You don't need to use legacy x87 stack registers in x86-64 code, because SSE2 is baseline, a required part of the x86-64 ISA. You can and should do your scalar FP math using addsd
, mulsd
, sqrtsd
and so on, on XMM registers. (Or addss
for float)
The Windows x64 calling convention passes float/double FP args in XMM0..3, if they're one of the first four args to the function. (i.e. the 3rd total arg goes in xmm2 if it's FP, rather than the 3rd FP arg going in xmm2.) It returns FP values in XMM0.

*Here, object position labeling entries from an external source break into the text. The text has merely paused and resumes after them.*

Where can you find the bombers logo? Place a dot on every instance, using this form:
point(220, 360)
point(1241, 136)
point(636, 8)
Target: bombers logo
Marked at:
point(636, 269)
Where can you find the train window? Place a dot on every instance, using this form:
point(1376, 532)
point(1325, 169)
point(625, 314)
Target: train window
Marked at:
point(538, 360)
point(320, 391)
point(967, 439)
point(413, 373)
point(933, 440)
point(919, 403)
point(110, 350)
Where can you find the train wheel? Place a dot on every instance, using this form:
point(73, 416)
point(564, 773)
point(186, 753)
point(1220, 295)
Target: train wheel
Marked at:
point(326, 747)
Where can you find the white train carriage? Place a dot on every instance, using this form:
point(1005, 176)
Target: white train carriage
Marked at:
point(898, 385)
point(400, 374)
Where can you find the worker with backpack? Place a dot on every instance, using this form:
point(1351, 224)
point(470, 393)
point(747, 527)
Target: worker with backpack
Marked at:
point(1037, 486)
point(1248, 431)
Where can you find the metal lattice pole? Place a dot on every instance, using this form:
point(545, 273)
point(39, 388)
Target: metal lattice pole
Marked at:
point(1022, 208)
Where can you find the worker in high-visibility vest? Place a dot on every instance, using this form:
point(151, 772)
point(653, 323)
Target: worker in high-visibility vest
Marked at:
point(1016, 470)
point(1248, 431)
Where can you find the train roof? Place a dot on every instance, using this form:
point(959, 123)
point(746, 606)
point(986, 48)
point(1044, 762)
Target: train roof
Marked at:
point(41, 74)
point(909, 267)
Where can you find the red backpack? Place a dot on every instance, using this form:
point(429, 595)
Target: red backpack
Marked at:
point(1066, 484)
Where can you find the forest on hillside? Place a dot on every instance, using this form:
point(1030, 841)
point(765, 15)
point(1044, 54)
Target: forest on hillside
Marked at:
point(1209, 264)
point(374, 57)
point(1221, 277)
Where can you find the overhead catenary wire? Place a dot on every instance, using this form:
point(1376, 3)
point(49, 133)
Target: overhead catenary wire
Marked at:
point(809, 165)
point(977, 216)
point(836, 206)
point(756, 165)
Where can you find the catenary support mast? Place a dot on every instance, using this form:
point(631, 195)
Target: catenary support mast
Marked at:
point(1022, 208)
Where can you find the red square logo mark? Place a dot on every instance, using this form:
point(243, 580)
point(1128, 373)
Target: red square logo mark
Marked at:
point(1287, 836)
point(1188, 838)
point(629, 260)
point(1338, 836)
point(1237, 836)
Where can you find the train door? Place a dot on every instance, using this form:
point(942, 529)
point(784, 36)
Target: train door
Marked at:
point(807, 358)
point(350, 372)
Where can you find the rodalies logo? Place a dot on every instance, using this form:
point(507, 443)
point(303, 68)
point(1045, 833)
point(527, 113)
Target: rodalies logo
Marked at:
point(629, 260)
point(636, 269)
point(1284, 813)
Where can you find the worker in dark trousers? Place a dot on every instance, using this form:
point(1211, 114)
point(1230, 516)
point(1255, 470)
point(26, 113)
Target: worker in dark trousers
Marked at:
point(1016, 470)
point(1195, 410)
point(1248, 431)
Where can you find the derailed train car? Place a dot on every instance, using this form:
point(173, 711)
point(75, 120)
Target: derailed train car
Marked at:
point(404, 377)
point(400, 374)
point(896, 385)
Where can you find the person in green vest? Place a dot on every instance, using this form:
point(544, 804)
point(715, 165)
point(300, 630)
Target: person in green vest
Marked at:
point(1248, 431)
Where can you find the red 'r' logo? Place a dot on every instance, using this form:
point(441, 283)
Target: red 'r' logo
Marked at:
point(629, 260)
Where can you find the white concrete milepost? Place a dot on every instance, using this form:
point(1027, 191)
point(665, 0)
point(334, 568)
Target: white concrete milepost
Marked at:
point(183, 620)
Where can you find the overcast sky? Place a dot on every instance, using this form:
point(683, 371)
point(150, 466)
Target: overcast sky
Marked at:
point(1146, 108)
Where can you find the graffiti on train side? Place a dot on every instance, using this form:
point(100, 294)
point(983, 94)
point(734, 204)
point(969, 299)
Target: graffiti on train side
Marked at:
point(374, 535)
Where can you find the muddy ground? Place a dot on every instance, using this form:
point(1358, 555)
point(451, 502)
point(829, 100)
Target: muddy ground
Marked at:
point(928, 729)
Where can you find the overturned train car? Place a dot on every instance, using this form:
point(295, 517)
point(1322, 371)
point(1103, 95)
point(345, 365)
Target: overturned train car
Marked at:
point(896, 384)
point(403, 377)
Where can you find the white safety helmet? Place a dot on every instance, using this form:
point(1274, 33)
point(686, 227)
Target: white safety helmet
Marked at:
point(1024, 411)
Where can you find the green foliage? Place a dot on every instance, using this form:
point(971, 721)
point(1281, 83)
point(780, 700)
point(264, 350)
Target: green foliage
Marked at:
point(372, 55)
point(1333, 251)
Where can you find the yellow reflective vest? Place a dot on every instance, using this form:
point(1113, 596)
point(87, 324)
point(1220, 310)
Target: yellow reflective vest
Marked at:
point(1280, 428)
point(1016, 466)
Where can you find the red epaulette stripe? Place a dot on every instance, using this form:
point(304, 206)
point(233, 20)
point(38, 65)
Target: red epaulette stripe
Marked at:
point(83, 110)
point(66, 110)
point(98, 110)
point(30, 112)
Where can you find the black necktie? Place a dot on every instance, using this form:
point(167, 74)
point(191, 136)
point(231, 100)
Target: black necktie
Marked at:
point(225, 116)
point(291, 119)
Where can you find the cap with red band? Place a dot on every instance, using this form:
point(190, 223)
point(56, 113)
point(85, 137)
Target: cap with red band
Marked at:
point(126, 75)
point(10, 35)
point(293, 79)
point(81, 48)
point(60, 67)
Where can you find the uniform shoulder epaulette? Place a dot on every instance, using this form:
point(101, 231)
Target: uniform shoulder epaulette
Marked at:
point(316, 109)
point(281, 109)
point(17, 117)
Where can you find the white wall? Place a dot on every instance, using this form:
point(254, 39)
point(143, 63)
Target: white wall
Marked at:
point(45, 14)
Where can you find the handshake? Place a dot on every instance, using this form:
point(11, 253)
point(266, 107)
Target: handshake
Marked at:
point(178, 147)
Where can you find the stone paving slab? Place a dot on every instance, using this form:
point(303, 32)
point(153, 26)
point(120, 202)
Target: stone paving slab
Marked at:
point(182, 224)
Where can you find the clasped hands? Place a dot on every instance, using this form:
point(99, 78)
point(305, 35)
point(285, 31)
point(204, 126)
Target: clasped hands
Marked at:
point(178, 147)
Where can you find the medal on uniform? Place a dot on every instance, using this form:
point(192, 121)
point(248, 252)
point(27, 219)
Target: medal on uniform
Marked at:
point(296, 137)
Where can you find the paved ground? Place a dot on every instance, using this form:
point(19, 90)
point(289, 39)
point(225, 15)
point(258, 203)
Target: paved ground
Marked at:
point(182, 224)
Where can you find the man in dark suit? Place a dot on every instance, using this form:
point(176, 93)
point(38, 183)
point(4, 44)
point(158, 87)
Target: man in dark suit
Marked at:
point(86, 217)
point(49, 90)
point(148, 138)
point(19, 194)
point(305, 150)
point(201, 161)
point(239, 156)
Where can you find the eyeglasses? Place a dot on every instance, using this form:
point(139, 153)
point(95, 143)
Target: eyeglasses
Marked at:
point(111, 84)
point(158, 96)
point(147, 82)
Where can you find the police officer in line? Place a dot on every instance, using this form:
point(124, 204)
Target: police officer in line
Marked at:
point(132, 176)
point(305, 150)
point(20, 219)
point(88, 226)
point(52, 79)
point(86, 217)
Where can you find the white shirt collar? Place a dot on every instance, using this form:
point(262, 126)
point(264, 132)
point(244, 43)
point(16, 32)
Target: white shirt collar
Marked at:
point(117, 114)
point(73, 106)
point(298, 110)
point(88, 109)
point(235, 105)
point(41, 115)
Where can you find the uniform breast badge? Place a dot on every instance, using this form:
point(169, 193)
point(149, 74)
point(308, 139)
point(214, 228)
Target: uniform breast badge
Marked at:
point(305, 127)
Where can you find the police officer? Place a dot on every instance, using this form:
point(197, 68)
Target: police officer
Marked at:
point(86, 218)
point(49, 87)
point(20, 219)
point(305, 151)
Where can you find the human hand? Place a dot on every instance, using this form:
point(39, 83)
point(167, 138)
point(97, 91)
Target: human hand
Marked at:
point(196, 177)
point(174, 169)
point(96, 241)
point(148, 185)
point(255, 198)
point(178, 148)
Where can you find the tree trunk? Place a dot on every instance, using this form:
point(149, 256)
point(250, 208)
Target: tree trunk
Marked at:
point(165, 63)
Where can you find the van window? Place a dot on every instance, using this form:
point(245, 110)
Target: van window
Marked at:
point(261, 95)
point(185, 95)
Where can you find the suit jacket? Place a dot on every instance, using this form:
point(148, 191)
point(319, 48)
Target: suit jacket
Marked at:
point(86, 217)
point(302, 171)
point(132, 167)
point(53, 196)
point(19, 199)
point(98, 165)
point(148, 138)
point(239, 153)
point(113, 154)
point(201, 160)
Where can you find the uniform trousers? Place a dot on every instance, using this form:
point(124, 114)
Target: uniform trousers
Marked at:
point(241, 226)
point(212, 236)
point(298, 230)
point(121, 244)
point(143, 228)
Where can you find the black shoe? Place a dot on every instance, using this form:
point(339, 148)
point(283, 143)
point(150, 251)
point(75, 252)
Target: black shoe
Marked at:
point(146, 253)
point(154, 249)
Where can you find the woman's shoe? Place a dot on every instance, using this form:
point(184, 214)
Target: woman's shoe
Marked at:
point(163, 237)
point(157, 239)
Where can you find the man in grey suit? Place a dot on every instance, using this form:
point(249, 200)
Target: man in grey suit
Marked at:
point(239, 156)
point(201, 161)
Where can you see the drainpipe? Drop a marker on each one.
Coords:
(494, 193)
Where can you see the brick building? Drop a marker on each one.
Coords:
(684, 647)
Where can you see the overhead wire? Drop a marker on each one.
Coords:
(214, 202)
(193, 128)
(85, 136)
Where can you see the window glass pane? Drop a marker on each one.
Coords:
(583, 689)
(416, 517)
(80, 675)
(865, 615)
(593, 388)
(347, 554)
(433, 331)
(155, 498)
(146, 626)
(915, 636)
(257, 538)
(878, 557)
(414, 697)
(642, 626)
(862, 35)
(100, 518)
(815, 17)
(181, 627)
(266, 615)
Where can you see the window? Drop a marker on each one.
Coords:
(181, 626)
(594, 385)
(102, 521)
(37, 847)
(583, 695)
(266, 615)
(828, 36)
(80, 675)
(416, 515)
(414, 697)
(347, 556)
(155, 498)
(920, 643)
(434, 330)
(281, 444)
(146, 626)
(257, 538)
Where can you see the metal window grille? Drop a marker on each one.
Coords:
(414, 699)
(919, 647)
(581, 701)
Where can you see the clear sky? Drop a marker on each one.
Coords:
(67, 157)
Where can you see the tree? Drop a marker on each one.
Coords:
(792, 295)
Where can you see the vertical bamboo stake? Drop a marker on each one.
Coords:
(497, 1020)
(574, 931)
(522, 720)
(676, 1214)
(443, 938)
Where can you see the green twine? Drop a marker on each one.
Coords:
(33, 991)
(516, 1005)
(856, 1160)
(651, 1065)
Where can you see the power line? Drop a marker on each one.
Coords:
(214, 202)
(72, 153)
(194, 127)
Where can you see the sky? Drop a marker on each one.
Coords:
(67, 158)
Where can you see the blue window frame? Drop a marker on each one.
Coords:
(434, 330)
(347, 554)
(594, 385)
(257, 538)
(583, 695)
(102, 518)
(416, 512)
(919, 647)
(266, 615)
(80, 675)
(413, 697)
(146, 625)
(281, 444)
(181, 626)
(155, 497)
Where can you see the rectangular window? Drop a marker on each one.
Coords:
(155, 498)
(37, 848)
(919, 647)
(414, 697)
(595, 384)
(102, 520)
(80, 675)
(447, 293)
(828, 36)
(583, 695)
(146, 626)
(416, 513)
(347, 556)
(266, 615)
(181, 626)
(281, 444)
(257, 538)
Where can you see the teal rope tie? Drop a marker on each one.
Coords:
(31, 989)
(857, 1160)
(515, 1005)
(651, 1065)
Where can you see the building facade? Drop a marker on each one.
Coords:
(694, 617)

Only use x87 if you actually need 80-bit precision inside your function. (Instructions like fsin
and fyl2x
are not fast, and can usually be done just as well by normal math libraries using SSE/SSE2 instructions.
function times2(X:Double):Double;
asm
addsd xmm0, xmm0 // upper 8 bytes of XMM0 are ignored
ret
end
Storing to memory and reloading into an x87 register costs you about 10 cycles of latency for no benefit. SSE/SSE2 scalar instructions are just as fast, or faster, than their x87 equivalents, and easier to program for and optimize because you never need fxch
; it's a flat register design instead of stack-based. (https://agner.org/optimize/). Also, you have 15 XMM registers.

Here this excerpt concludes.